How to Make an Emergency Dental First Aid Kit
Are you ready for a dental emergency? Many people have emergency first aid kits around their house and in their car, just in case an unforeseen emergency strikes. However, most of these first aid kits do not include emergency dental supplies. Dr. Richard Diamond states in his book, Dental First Aid for Families, that “One of the simplest, yet one of the most frequently neglected, items that should be readily available to you in your home is a basic dental first aid kit.”
So what should you put in a dental emergency kit? It is very easy to throw together, according to Dr. Diamond. Keep reading to see what he recommends having close at hand.
Putting Together Your Kit
A dental first aid kit — in addition to general antibiotics and pain killers — should contain 12 basic items.
- A piece of cotton, such as a cotton ball. This can be used if you have irritation from braces or dentures. For example, if an area of your mouth is irritated, you can use the cotton as a barrier between the infected area and the wire of braces.
- Bees wax (or wax given by orthodontists). Wax is great for covering sharp edges of wires or other orthodontic bands.
- A teabag. Tea bags are great for controlling bleeding after oral surgery. Research suggests that bags containing tea from the plant camellia sinensis is better than herbal tea for this purpose. Tea bags may also be soothing if you bite your lip, cheek, or tongue.
- Orabase or Orabase B – a paste used for healing canker sores or sore mouths.
- Denture adhesive paste. This can be used even if you don’t have dentures. For example, in addition to securing dentures, it can be used to temporarily secure a cap or bridge that has fallen out.
- Temporary filling material. This substance is better than wax and can be used to temporarily replace a filling if one falls out or breaks.

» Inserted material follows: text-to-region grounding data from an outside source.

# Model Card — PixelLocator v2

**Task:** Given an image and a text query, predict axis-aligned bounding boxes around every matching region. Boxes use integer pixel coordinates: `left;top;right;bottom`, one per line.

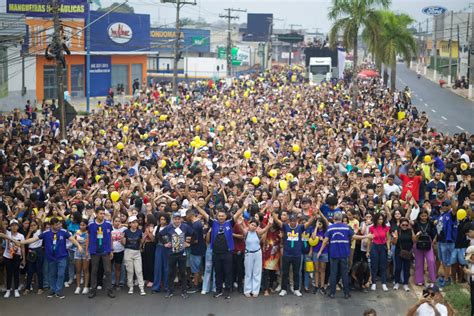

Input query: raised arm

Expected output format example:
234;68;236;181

272;211;283;228
190;199;209;222
232;200;249;223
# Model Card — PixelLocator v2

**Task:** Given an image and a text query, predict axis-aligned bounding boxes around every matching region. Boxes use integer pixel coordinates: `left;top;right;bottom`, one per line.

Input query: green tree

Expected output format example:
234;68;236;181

377;11;417;90
97;2;134;13
328;0;391;71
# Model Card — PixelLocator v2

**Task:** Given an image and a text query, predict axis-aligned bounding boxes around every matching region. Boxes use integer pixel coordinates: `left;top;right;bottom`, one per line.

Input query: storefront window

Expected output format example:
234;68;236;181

43;66;68;100
111;64;129;94
131;64;142;86
70;64;84;97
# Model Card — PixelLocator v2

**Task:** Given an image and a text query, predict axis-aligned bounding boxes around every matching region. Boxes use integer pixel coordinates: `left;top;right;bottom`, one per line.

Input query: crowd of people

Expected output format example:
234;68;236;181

0;66;473;315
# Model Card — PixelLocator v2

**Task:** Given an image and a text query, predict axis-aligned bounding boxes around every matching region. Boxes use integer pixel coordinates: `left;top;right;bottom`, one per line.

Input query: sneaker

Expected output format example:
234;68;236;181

128;287;134;294
74;287;81;295
88;290;96;299
294;290;302;297
213;292;223;298
165;292;174;299
344;293;351;299
187;286;198;294
55;293;65;299
4;290;11;298
181;293;189;299
140;289;146;296
64;282;70;288
320;287;327;295
82;288;89;295
393;283;399;290
224;294;231;299
403;285;410;292
382;284;388;292
370;284;376;291
244;293;252;298
275;284;281;292
233;282;238;288
279;290;287;297
201;290;207;295
312;287;319;294
97;285;102;290
47;291;55;298
107;289;115;298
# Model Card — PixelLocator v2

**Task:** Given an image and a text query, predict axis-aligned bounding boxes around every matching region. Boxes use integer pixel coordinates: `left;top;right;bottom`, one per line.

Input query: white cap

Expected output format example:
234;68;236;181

128;215;138;223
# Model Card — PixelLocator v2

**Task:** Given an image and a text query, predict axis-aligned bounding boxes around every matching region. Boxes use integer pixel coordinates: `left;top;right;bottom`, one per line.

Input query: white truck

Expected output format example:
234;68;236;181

308;57;332;84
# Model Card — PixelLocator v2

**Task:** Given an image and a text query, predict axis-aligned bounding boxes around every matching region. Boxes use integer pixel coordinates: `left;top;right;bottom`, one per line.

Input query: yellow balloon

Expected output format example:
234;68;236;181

190;141;197;147
199;140;207;147
159;160;167;168
212;95;218;101
99;129;106;135
268;169;278;178
116;142;124;150
231;90;235;97
243;150;252;160
167;141;174;147
217;125;224;132
230;121;236;128
269;117;276;124
123;126;129;133
225;100;231;107
308;236;320;247
292;144;300;152
154;110;160;116
95;175;101;182
110;191;121;202
195;125;201;132
251;117;258;124
142;133;148;140
172;140;179;147
461;163;468;171
159;115;168;121
117;123;123;129
457;209;467;221
193;136;201;142
424;155;432;163
251;177;261;186
279;180;288;191
285;173;294;181
319;103;325;110
236;109;241;114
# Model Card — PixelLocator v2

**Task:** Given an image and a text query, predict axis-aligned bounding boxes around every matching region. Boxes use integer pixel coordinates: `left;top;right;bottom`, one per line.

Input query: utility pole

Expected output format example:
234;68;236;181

288;24;301;65
86;0;91;113
433;14;438;81
448;11;453;86
457;24;460;79
220;8;246;78
52;0;67;140
470;4;474;98
162;0;196;97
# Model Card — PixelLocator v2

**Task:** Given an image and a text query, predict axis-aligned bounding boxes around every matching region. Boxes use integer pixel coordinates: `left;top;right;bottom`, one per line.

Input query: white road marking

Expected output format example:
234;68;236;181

456;125;465;131
424;103;429;107
431;109;436;113
418;97;423;102
441;116;447;120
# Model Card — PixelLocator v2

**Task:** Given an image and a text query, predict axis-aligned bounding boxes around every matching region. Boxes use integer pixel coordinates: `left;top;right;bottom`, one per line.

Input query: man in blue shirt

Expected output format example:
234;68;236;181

19;218;83;299
318;212;360;299
436;200;457;287
273;211;315;297
186;208;206;294
88;207;115;299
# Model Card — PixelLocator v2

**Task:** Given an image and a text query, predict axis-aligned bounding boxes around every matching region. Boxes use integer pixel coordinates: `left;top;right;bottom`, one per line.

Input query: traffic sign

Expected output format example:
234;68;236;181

277;33;304;44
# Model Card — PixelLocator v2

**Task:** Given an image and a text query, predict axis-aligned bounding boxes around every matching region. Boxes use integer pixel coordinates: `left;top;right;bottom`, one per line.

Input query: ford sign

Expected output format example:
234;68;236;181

108;23;133;44
422;6;447;16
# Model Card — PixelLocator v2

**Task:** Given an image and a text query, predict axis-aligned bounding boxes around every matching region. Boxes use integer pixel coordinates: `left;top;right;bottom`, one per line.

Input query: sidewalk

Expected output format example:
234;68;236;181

410;62;473;101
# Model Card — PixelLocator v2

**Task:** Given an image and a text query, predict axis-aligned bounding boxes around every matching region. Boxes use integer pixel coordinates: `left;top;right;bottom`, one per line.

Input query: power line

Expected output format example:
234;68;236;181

219;8;246;77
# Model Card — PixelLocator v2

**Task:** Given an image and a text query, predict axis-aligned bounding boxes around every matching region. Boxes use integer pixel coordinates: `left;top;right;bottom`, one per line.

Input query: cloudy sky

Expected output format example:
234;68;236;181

101;0;471;31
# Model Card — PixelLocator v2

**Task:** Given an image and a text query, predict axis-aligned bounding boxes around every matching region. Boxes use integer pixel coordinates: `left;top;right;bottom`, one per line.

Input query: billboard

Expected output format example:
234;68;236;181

243;13;273;42
7;0;87;18
25;18;85;54
90;11;150;52
89;55;111;97
217;46;249;66
150;28;210;53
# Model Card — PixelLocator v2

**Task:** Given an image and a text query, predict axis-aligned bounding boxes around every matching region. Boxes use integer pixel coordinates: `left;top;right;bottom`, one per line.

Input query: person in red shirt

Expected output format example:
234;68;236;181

396;161;423;203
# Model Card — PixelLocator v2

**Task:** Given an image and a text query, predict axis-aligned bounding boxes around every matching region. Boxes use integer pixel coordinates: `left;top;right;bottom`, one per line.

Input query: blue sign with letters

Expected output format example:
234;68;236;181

89;55;111;97
422;6;447;16
90;11;150;52
6;0;87;18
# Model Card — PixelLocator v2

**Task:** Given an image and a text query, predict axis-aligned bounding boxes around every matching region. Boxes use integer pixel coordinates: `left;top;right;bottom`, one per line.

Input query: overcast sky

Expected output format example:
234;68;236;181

104;0;471;31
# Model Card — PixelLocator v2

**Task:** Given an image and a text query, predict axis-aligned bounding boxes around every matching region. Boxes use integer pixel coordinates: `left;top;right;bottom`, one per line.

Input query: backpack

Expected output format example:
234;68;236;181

416;223;432;251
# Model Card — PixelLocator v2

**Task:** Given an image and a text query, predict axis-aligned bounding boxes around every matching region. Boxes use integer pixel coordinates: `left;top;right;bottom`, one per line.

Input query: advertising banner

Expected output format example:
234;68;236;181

90;11;150;52
7;0;87;18
89;55;111;97
150;28;210;53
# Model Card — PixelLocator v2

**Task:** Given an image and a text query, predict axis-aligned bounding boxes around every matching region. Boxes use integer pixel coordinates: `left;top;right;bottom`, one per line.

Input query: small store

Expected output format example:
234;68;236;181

29;11;151;100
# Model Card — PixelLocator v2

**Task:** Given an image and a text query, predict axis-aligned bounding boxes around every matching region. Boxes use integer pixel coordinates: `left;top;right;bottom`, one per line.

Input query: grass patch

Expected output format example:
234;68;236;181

443;284;471;316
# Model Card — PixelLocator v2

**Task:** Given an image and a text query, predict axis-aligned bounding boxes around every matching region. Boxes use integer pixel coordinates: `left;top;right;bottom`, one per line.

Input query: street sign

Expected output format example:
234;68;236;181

217;47;249;66
277;33;304;44
422;6;447;16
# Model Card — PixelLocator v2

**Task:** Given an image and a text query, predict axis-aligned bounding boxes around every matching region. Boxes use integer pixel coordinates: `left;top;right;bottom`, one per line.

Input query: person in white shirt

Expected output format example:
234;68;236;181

406;285;453;316
383;175;401;201
0;219;25;298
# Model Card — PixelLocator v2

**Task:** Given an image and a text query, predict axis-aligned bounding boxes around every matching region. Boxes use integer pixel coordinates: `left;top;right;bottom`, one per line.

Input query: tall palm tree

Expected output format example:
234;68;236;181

- Toothache drops. These are like eye drops for your teeth, and can be found at a pharmacy. They provide temporary relief from a toothache when applied directly to the tooth.
- Stimudent plaque removers. These tooth picks are specially designed to help remove plaque and foreign objects that may be lodged between your teeth.

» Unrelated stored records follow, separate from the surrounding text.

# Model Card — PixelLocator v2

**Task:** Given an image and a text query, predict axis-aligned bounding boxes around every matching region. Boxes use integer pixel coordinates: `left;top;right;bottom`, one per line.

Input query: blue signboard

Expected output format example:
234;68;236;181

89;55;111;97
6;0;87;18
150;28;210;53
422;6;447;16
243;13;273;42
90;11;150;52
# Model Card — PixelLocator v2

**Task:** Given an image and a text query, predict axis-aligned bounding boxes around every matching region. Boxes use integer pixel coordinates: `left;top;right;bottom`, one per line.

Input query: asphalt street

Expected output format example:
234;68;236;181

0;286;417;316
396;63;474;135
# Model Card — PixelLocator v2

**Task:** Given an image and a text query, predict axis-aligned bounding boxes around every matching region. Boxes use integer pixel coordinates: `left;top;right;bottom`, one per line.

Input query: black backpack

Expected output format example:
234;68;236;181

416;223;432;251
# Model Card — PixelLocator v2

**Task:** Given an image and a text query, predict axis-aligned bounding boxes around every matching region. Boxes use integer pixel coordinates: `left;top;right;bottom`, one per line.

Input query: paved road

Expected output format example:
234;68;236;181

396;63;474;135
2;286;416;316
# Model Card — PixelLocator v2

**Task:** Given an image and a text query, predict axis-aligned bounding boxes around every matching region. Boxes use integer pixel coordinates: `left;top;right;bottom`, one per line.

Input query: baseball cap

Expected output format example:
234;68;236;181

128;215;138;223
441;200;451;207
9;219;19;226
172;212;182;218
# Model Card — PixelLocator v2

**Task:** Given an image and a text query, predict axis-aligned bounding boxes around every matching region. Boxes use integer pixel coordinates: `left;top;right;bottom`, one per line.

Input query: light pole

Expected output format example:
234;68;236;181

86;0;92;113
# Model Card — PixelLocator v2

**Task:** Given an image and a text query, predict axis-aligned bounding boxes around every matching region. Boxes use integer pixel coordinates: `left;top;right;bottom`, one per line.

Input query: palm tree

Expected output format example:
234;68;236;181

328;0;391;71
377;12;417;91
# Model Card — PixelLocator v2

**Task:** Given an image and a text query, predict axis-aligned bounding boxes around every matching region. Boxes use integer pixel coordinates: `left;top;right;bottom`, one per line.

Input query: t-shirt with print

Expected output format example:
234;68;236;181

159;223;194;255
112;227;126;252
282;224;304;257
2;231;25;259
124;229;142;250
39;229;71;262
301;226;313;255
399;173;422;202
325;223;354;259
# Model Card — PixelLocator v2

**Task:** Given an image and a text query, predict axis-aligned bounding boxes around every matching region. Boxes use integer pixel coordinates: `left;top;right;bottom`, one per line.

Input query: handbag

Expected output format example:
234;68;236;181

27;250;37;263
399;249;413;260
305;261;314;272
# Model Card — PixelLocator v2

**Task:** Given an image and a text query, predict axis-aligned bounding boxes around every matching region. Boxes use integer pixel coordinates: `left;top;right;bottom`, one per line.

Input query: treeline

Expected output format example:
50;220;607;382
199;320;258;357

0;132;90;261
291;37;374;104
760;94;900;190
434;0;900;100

- A topical anesthetic containing Benzocaine. This can provide temporary relief for denture sores, gum irritation, cold sores/canker sores/fever blisters, or sores from having bitten your lip, tongue, or cheek.
- Table salt packets. These can be helpful if rinsing is necessary, as salt water helps clean out wounds.

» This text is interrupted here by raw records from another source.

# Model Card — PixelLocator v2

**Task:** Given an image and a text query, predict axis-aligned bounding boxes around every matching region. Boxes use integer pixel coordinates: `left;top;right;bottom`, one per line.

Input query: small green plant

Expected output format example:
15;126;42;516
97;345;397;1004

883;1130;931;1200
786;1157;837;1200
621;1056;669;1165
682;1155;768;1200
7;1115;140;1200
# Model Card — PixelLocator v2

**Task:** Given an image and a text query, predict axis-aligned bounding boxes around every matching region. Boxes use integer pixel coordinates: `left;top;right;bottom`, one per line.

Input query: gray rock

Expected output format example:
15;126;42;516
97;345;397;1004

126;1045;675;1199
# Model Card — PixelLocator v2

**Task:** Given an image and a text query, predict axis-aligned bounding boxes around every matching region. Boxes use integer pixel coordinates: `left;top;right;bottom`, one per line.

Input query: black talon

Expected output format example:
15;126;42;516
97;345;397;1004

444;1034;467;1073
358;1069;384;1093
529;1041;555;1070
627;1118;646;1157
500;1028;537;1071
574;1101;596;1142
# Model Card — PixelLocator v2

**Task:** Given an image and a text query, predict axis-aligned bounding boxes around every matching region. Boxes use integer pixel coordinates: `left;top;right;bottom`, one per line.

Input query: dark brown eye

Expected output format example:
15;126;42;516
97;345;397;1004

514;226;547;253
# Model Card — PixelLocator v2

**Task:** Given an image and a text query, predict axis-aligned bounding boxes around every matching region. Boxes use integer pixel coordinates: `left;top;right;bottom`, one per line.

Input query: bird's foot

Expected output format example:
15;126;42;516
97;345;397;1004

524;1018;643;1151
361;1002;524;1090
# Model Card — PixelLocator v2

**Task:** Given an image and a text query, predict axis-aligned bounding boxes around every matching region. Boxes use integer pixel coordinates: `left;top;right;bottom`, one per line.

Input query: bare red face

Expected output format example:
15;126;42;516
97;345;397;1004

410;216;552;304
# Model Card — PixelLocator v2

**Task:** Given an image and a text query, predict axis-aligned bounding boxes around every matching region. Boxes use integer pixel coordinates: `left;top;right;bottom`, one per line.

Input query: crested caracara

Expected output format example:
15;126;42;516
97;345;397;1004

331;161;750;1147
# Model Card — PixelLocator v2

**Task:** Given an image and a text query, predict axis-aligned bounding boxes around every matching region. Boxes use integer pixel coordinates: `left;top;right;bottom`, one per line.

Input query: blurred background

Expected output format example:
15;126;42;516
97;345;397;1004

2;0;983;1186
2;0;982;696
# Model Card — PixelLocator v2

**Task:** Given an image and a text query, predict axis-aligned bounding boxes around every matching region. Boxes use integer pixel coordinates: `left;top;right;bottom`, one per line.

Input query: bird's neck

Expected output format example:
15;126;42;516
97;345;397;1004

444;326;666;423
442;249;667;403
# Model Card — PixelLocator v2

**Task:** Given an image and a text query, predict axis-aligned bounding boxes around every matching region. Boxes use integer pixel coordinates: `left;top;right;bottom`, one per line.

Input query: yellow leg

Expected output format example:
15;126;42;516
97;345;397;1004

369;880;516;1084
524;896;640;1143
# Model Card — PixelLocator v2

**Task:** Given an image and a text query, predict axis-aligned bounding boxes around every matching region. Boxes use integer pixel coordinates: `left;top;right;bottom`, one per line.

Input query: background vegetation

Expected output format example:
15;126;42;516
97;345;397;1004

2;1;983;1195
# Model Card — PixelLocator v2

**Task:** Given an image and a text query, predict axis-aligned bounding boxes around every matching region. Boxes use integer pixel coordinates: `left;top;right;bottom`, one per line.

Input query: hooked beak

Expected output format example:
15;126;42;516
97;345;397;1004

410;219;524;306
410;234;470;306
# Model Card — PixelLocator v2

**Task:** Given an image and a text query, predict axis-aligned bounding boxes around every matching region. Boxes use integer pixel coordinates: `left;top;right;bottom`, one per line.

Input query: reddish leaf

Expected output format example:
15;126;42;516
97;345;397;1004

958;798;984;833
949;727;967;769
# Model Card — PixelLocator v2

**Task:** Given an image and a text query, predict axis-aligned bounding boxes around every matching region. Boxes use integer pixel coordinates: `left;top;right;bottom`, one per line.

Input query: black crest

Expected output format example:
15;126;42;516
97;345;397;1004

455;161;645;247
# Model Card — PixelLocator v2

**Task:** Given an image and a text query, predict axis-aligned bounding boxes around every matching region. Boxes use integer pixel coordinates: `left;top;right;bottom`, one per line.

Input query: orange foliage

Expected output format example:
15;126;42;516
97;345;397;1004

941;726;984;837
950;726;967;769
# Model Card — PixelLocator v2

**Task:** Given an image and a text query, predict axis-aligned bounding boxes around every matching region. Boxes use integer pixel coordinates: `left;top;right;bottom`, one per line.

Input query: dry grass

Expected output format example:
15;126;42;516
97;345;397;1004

- Clean cloth to use as a compress for bleeding.
- Gauze to wrap a knocked out tooth.
Denture First Aid Kit
If you have dentures, Dr. Diamond recommends having a second kit on hand with the following six items.
- A commercial cleaning powder for dentures.
- Denture adhesive or denture pads.
- Nail polish remover, for removing denture glue.
- A candle, such as a birthday candle, that is close in color to your denture teeth. You can use this to make a fake tooth if one falls out.
- Rubbing alcohol, which can be used to soften the adhesive if it becomes improperly sealed.
- Super glue (or something similar), to be used for binding parts of a broken denture base back together, or replacing a denture tooth that has fallen out.
Each of these items, if not already available in your own home, should be easily found at your local pharmacy. To complete the kit, place them in a small container, such as a makeup kit or even a freezer bag. Place the kit somewhere where you will be able to find it easily, such as your bathroom. You may even consider making one to keep in your car, for dental emergencies away from home.
As always, a dentist should be seen for major dental emergencies. An emergency dental kit simply adds convenience for more minor dental emergencies, or for temporary fixes until you can get into a dentist.